Postgres already shares a lot of state between processes via shared memory. There's not a whole lot that would initially change from a concurrency perspective.
> which (aside from making VM development more complicated) significantly increases lock traffic and thus runtime costs, which noticeably impacts single-threaded performance, which is of major import.
I don't think that's a fair characterization of the trade offs. Acquiring uncontended mutexes is basically free (and fairly side-effect free) so single-threaded performance will not be noticeably impacted.
Every large C project I'm aware of (read: kernels) that has publicly switched from coarse locks to fine-grained locks has considered it to be a huge win with little to no impact on single-threaded performance. You can even gain performance if you chop up objects or allocations into finer-grained blobs to fit your finer-grained locking strategy because it can play nicer with cache friendliness (accessing one bit of code doesn't kick the other bits of code out of the cache).
> which noticeably impacts single-threaded performance, which is of major import.
1) I don't buy this a priori.
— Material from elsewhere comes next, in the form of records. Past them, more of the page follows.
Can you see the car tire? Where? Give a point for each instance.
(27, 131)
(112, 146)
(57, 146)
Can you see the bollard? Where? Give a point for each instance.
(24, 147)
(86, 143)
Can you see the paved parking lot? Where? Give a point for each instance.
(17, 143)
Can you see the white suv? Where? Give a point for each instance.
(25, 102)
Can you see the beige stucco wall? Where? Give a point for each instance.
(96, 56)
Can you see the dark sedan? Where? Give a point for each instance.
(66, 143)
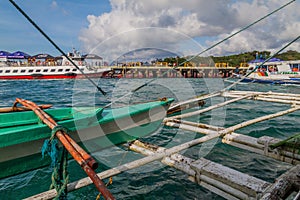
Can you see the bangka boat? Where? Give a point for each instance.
(22, 134)
(273, 72)
(20, 65)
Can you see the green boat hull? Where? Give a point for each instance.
(22, 134)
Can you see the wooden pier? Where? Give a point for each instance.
(224, 181)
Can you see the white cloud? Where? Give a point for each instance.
(173, 22)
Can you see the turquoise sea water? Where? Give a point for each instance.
(154, 181)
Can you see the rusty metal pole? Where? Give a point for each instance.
(65, 140)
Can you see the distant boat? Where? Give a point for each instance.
(19, 65)
(22, 134)
(274, 71)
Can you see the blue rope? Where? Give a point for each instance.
(60, 176)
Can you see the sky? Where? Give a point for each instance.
(113, 28)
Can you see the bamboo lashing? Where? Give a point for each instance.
(73, 148)
(190, 114)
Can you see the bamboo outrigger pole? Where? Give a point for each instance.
(83, 159)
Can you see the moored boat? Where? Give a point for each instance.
(20, 65)
(273, 72)
(23, 134)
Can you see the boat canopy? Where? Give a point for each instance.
(260, 60)
(18, 55)
(42, 56)
(4, 54)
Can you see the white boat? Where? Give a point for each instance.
(43, 66)
(274, 71)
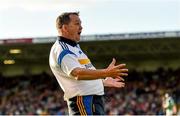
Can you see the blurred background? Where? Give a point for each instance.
(143, 34)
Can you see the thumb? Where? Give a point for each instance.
(113, 62)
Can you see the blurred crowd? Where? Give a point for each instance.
(41, 94)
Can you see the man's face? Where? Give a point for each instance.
(74, 28)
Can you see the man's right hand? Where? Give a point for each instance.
(116, 70)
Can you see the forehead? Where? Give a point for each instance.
(74, 17)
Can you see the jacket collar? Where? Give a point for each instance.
(66, 40)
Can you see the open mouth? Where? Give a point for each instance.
(79, 33)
Almost everybody who removed a gigantic lock suddenly realizes that there was more contention than they thought and that atomizing it made performance improve.
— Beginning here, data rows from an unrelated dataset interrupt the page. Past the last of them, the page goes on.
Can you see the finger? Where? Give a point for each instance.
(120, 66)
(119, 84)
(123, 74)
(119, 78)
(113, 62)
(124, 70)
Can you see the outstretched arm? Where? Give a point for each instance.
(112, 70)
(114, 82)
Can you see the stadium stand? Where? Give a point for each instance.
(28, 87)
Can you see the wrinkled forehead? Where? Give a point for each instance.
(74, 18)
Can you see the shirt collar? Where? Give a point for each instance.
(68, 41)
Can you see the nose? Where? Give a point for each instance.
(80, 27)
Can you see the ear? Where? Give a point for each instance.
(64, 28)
2) Had Python bitten the bullet and removed the GIL back at Python 3.0, the performance would likely already be back to normal or better. You can't optimize hypothetically. Optimization on something like Python is an accumulation of lots of small wins.
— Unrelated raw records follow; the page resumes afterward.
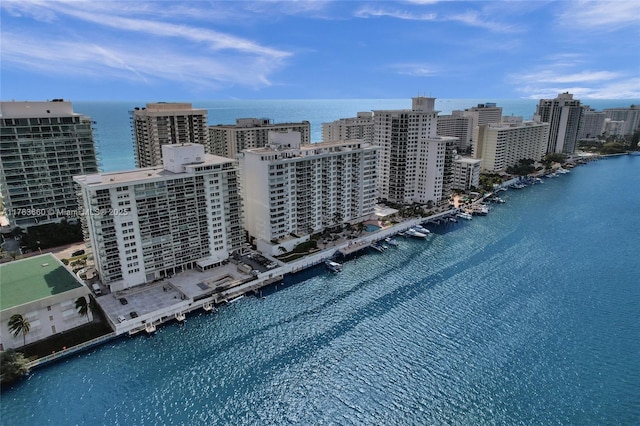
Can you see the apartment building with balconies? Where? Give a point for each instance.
(42, 146)
(415, 162)
(501, 145)
(163, 123)
(345, 129)
(248, 133)
(147, 224)
(291, 191)
(564, 115)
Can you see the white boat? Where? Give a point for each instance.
(481, 209)
(377, 247)
(413, 233)
(333, 266)
(235, 299)
(422, 230)
(391, 242)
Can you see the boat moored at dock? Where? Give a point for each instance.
(411, 232)
(333, 266)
You don’t have to buy anything, that’s been the result of every attempt so far and a big reason for their rejection. The latest effort only gained some traction because the backers also did optimisation work which compensated (and then was merged separately).
> Almost everybody who removed a gigantic lock
See that’s the issue with your response, you’re not actually reading the comment you’re replying to.
And the “almost” is a big tell.
> suddenly realizes that there was more contention than they thought and that atomizing it made performance improve.
There is no contention on the gil in single threaded workloads.
> Had Python bitten the bullet and removed the GIL back at Python 3.0
It would have taken several more years and been completely DOA.
> there isn’t a whole ecosystem of packages that depend on access to a thread unsafe C API
They mentioned a similar issue for Postgres extensions, no?
> Haas, though, is not convinced that it would ever be possible to remove support for the process-based mode. Threads might not perform better for all use cases, or some important extensions may never gain support for running in threads.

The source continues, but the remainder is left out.